Brasilia, May 30 (RHC)-- Brazil’s economy shrank in the first quarter of this year for the first time since 2016 due to delayed fiscal reforms, weak investment and rising unemployment, according to a poll by Reuters.
This is the first contraction since a deep 2015-2016 recession from Brazil never recovered — making a double-dip recession more likely.
The news puts mounting pressure on the unpopular, far-right president, Jair Bolsonaro, the former army captain who took office on Jan. 1 and whose approval rate is slipping. A May 21 Ipespe poll found that 36 percent think Bolsonaro’s government is bad or terrible, up by five percentage points from early May. Most blame the president for the worsening economy.
Morgan Stanley’s Arthur Carvalho said the “eternal feedback loop” between politics and growth shows no sign of breaking, and so the 2019 outlook has dimmed considerably in recent weeks.

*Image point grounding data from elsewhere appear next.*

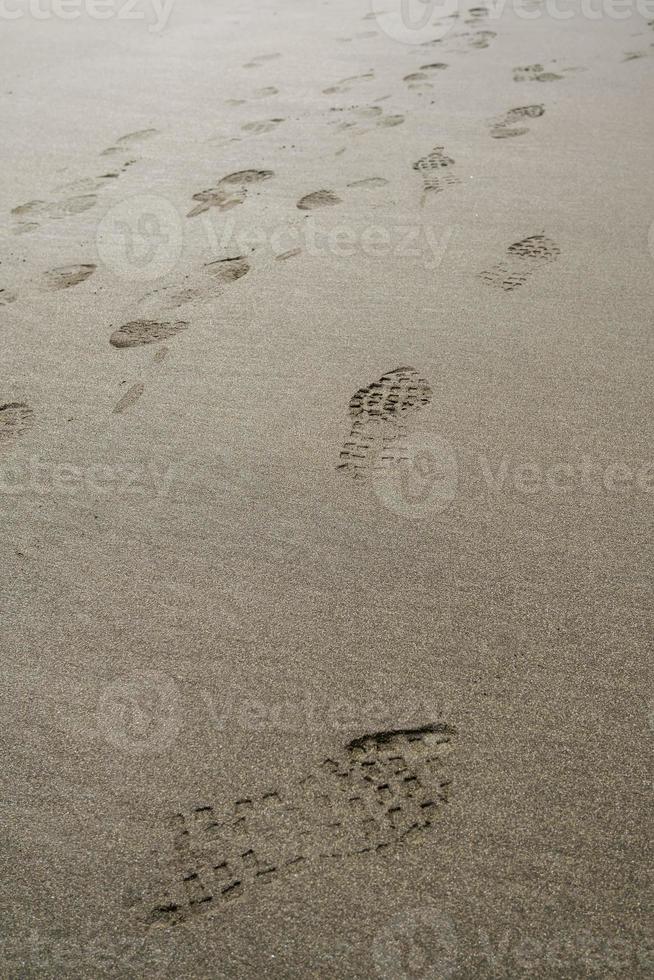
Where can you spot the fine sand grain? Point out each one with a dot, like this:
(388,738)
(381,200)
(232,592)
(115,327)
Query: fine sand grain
(326,491)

The central bank said earlier this month there is a “relevant probability” that economic output contracted in the January-March period, and the government last week cut its 2019 growth forecast.
Brazil’s gross domestic product (GDP) in the first quarter of this year shrank about 0.2 percent from the preceding three months, according to economists. The economy was expected to grow this quarter by 0.5 percent over the same period in 2018.
The main reason for the economic slump, say analysts, is over the deepening uncertainty surrounding pension reform. The government can't seem to get its pension proposal passed to supposedly save the public purse more than 1 trillion reais (US$250 billion) over the next decade and reignite growth.
“The key reason for a weaker economic recovery is the significant delay in the pension reform approval and higher risk for a larger dilution (of the proposals),” Bank of America Merrill Lynch economists wrote recently.
A study published by the International Labor Organization (ILO) last year showed that pension reforms similar to those proposed by Bolsonaro failed in 60 percent of the countries that adopted them. According to Bolsonaro's system, a worker will retire off of his or her own private savings, rather than contributing to a secure state fund. Between 1981 and 2014, 30 countries adopted this system. Last year, 18 countries reversed at least part of the policy.
"With 60 percent of the countries that have privatized compulsory public pensions, ... and with accumulated evidence of negative social and economic impacts (of this), it is possible to say that the experiment failed," the study revealed.
The 18 countries that tried to private but later made reforms were: Argentina, Ecuador, Bolivia, Venezuela, Nicaragua, Bulgaria, Kazakhstan, Croatia, Slovakia, Estonia, Hungary, Latvia, Lithuania, Macedonia, Poland, Czech Republic, Romania, and Russia.